The American pharaoh

| Staff Columnist

As of today, protesters continue to flood the streets of Egypt demanding the removal of 30 year “President” Hosni Mubarak. The 82-year-old ruler’s response has been dissolving the government (except himself), releasing his thugs upon the protestors, and stating that he won’t run again in September. Mubarak further inflamed Egyptians by stating last week that if he stepped down as leader, the country would sink into chaos.

The Egyptian revolution is part of a much larger movement that has seen protests in Tunisia, Jordan, Syria, Yemen, Algeria and threatening oppressive dictators throughout the Middle East and Northern Africa. It all began in Tunisia, where a 26-year-old found his street cart confiscated by local police because he lacked a permit to sell produce in the street. Unable to meet with corrupt government officials and too poor to afford bribing them, Mohamed Bouazizi decided enough was enough. On Dec. 17, the young man burned himself in the streets in front of a government building. He died 18 days later and the protests soon followed. Tunisians sent President Ben Ali into exile following a twenty-three year reign and the rest of the region became engulfed in flames as well. Over a dozen people have since lit themselves on fire elsewhere to protest oppressive and unresponsive governments. Bouazizi’s mother responded by saying, “I have lost my son, but I am proud of what he did.”

It is still unclear whether the revolutions will yield positive results or if more oppressive rulers will fill the void. What is clear though is that the United States is determined to be a winner, but can only come out as a loser. As people of differing backgrounds, economic statuses and religions all unite against a common cause, the United States continues to funnel billions of dollars to ruthless dictators. In Hosni Mubarak’s 30 year reign as President of Egypt, our government has funneled billions in military assistance. This was seen on the streets this past week, as US taxpayer funded tanks, planes and weapons were used against the protestors. The Egyptians have awoken, but the United States continues to follow the same foreign policy of intervention around the globe. Rather than allowing Egyptians to choose their own path, our government has played a heavy role in determining their political future.

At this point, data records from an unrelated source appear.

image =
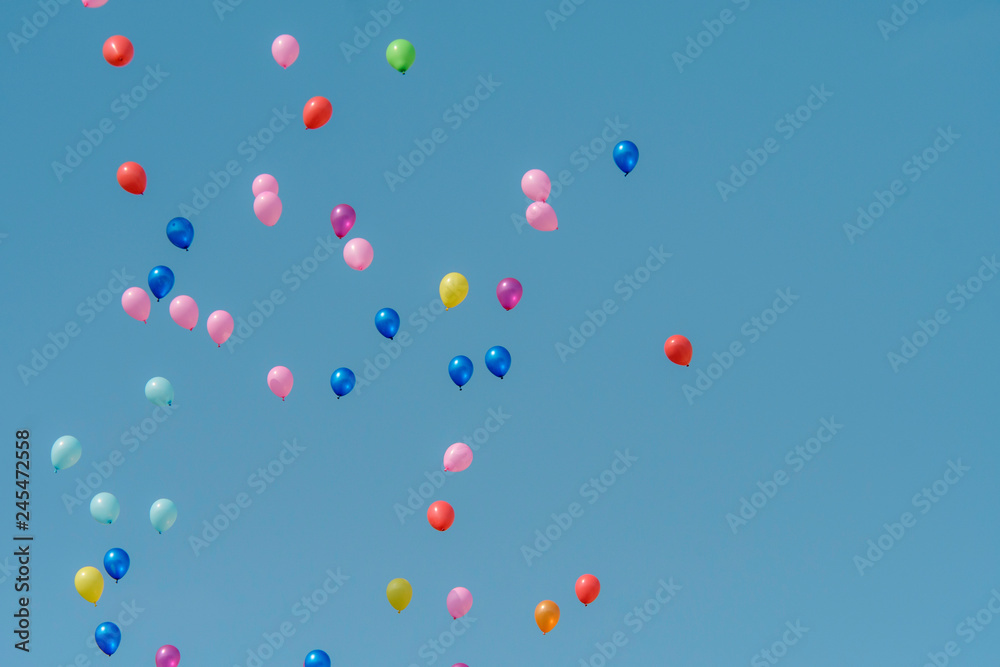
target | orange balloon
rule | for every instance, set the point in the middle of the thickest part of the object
(317, 112)
(118, 51)
(546, 615)
(132, 178)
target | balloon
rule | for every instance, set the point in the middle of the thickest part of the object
(104, 508)
(66, 451)
(509, 292)
(399, 592)
(342, 381)
(184, 311)
(454, 288)
(387, 322)
(546, 615)
(458, 457)
(498, 361)
(542, 217)
(136, 303)
(89, 583)
(132, 177)
(163, 514)
(180, 231)
(220, 326)
(267, 208)
(160, 392)
(441, 515)
(161, 281)
(118, 51)
(678, 350)
(280, 380)
(116, 563)
(342, 218)
(400, 55)
(108, 637)
(459, 602)
(536, 185)
(264, 183)
(626, 155)
(285, 50)
(317, 112)
(587, 588)
(460, 370)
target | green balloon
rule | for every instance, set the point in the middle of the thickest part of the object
(400, 55)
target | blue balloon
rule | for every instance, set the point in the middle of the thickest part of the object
(460, 370)
(387, 322)
(626, 155)
(498, 361)
(108, 637)
(161, 281)
(116, 562)
(342, 381)
(180, 231)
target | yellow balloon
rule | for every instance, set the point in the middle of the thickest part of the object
(454, 288)
(399, 593)
(89, 584)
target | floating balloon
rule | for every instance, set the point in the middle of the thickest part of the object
(66, 451)
(104, 508)
(441, 515)
(460, 370)
(220, 326)
(498, 361)
(116, 563)
(399, 592)
(163, 514)
(285, 50)
(454, 288)
(180, 231)
(626, 155)
(132, 177)
(678, 350)
(184, 311)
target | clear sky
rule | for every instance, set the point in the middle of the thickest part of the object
(739, 494)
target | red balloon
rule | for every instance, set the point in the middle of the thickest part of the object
(587, 588)
(441, 515)
(132, 178)
(317, 112)
(118, 51)
(678, 350)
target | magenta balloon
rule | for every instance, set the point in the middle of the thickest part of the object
(342, 218)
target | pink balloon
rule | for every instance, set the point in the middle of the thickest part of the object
(280, 381)
(358, 254)
(458, 457)
(168, 656)
(184, 311)
(220, 326)
(542, 217)
(267, 207)
(135, 301)
(459, 602)
(509, 292)
(342, 218)
(285, 50)
(536, 185)
(265, 183)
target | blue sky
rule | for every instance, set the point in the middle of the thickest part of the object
(803, 398)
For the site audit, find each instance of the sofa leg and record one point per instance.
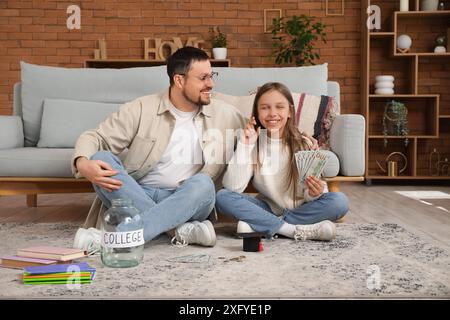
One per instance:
(333, 186)
(32, 200)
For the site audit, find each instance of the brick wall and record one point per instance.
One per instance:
(35, 31)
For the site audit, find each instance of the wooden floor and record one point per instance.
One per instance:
(374, 204)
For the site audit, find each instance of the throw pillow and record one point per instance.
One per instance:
(64, 120)
(315, 115)
(243, 103)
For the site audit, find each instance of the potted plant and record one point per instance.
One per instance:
(294, 39)
(219, 43)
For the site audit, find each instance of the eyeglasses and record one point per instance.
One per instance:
(206, 77)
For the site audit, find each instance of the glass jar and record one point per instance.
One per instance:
(122, 235)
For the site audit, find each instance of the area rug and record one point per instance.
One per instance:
(365, 260)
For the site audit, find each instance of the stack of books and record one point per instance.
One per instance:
(41, 256)
(71, 273)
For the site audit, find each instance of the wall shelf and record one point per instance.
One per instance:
(422, 83)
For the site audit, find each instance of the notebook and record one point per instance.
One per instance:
(51, 252)
(17, 262)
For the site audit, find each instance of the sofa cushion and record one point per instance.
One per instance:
(99, 85)
(240, 81)
(11, 132)
(36, 162)
(315, 115)
(64, 120)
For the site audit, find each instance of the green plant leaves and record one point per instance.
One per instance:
(297, 45)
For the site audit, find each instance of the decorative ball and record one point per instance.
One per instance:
(404, 41)
(440, 40)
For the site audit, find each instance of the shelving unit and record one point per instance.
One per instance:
(133, 63)
(422, 83)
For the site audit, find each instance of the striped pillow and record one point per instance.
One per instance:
(314, 115)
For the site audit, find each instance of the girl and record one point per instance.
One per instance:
(265, 153)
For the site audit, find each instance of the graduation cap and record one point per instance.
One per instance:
(252, 241)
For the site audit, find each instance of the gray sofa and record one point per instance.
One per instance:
(52, 106)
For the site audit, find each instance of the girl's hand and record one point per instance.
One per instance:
(249, 135)
(315, 186)
(312, 143)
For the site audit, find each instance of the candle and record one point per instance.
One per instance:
(404, 5)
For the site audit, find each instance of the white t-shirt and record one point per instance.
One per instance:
(183, 156)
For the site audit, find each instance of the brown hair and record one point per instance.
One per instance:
(291, 135)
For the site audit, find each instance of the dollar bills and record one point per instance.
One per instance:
(310, 163)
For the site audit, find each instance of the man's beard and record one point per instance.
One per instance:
(199, 102)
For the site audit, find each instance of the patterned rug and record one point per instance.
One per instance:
(365, 260)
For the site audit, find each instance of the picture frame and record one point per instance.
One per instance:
(328, 13)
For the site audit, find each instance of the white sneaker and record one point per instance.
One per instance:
(88, 239)
(324, 230)
(195, 232)
(244, 227)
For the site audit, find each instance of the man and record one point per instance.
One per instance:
(175, 143)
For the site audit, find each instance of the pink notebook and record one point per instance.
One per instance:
(17, 262)
(51, 252)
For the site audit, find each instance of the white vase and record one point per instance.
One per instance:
(404, 5)
(220, 53)
(429, 5)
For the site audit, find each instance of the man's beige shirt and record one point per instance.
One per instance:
(144, 126)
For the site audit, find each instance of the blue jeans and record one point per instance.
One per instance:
(160, 209)
(258, 214)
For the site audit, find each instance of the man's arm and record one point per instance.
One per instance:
(98, 172)
(114, 134)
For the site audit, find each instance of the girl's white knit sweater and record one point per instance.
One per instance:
(270, 179)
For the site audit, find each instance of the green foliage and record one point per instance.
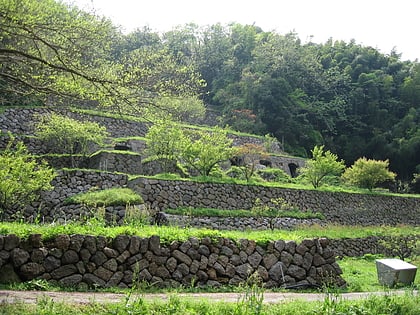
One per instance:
(169, 234)
(107, 197)
(21, 177)
(165, 142)
(250, 154)
(322, 164)
(62, 134)
(288, 212)
(202, 150)
(275, 175)
(367, 173)
(251, 303)
(188, 108)
(83, 56)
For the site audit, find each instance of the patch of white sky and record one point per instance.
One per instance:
(385, 25)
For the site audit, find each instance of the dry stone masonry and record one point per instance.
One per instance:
(342, 208)
(88, 261)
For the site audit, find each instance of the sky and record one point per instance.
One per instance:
(382, 24)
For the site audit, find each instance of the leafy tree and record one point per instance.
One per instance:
(367, 173)
(21, 176)
(164, 142)
(189, 108)
(203, 150)
(251, 154)
(322, 165)
(65, 135)
(49, 49)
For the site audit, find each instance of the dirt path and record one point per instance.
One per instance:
(84, 298)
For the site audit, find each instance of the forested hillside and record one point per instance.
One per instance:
(353, 99)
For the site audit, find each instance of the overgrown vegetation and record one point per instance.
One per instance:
(269, 213)
(250, 303)
(172, 233)
(61, 134)
(22, 178)
(321, 165)
(367, 173)
(107, 197)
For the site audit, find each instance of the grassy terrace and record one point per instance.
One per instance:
(169, 234)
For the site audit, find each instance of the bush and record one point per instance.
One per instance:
(366, 173)
(107, 197)
(323, 164)
(275, 175)
(21, 177)
(65, 135)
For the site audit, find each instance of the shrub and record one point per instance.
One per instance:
(366, 173)
(66, 135)
(107, 197)
(322, 165)
(21, 177)
(204, 150)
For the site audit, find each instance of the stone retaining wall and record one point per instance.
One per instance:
(84, 261)
(159, 195)
(342, 208)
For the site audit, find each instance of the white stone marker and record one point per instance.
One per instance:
(392, 271)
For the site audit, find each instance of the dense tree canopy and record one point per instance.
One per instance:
(353, 99)
(52, 49)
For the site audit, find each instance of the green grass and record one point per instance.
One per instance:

Immediately following the revolutions, Vice President Joe Biden said that Hosni Mubarak was not a dictator, but instead an ally of the United States. Protestors held up tear gas canisters used against them with the label, “Made in the U.S.A.” As Egyptians enter their second week of protests calling for a new leader, our government has endorsed its support for newly appointed Egyptian Vice President Omar Suleiman. This course of action is misguided and can only lead to further unintended consequences down the road.

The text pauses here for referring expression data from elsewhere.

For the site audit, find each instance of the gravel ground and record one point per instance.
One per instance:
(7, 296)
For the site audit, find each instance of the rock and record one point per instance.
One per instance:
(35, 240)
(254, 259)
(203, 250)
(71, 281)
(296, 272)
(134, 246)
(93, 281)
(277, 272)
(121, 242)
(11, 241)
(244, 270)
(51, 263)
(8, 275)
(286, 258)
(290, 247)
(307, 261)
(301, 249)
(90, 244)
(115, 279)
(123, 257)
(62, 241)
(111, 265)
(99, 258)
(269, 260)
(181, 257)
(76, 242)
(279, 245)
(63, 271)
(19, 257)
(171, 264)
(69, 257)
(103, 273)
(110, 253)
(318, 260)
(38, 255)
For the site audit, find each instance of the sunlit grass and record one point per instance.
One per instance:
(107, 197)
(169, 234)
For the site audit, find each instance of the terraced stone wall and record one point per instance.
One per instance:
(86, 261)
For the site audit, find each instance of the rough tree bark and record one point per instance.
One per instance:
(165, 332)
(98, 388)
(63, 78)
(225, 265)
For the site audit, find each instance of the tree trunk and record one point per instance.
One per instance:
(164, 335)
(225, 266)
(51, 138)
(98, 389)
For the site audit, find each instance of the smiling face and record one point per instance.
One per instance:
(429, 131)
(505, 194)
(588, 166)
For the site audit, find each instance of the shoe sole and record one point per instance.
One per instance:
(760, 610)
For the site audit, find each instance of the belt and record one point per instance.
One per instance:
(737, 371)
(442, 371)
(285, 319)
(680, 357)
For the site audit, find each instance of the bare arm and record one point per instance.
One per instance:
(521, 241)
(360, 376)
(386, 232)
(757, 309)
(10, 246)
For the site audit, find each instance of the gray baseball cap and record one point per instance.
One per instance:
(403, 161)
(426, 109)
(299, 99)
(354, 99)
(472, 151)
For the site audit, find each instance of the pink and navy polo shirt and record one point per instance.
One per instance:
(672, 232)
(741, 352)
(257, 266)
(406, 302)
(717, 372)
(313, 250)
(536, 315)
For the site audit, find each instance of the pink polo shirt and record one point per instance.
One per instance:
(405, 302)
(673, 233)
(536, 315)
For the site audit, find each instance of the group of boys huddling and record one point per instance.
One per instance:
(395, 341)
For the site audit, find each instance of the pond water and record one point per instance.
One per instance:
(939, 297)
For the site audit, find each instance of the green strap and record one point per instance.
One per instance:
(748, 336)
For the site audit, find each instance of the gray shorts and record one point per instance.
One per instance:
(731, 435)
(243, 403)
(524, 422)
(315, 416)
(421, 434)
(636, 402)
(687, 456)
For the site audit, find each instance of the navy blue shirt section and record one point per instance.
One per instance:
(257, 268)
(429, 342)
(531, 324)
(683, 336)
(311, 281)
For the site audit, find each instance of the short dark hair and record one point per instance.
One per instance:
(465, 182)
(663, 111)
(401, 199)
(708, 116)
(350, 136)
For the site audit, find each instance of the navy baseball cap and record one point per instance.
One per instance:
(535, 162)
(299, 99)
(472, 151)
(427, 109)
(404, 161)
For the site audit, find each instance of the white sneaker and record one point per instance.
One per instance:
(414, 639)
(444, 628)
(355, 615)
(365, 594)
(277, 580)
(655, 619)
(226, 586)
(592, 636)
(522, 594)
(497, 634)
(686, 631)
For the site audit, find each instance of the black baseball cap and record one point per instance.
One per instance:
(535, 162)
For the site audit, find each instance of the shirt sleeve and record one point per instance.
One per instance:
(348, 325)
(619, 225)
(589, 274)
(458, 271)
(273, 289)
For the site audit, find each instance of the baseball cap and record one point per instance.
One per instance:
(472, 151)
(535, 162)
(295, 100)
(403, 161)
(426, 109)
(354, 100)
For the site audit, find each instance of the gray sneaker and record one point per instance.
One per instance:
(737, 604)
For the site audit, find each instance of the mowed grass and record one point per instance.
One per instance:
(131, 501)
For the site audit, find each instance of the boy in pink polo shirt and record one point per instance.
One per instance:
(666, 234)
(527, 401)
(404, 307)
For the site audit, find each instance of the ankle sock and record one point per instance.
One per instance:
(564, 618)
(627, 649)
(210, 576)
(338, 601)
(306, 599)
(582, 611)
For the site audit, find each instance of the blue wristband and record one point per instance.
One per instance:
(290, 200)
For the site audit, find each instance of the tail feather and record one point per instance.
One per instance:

Despite popular belief at home that ours is a nation “of the people, by the people, and for the people,” our track record in the Middle East and the Third World is horrendous. Rather than allow for local populations to decide their form of government, the American empire has been in the habit of supporting U.S.-friendly dictators around the globe for too long. This short-term solution creates artificial stability, but costly long-term consequences. Following decades of an oppressive U.S.-backed dictator in Iran, the aftermath of the Iranian Revolution in 1979 still has lingering effects today. Should we continue to support Mubarak and his friends, this fate is likely in Egypt.

The protests by angry citizens throughout the Middle East have done more to spread democracy than the American-led wars in Afghanistan and Iraq. Time will tell whether this is a repeat of 1989 or just a temporary breath of freedom. Eventually though, citizens will have enough of their governments, just as Mohamed Bouazizi had enough in Tunisia.

The United States must return towards a Jeffersonian foreign policy of “Peace, commerce and honest friendship with all nations—entangling alliances with none.” The billions of taxpayer dollars pumped into governments around the world, including Egypt, need to be shut off. Our military, located in over a hundred countries around the globe, should be brought home. We need to accept that our involvement in areas around the globe creates resentment and anti-American sentiment. Regardless of our intentions, malicious or altruistic, our presence and influence is not needed to bring peace and stability. In fact, the uprisings are in spite of our presence and support for their dictators. Today, protestors are tossing the shackles off from decades of prolonged oppression. We must make sure we are not forging the shackles.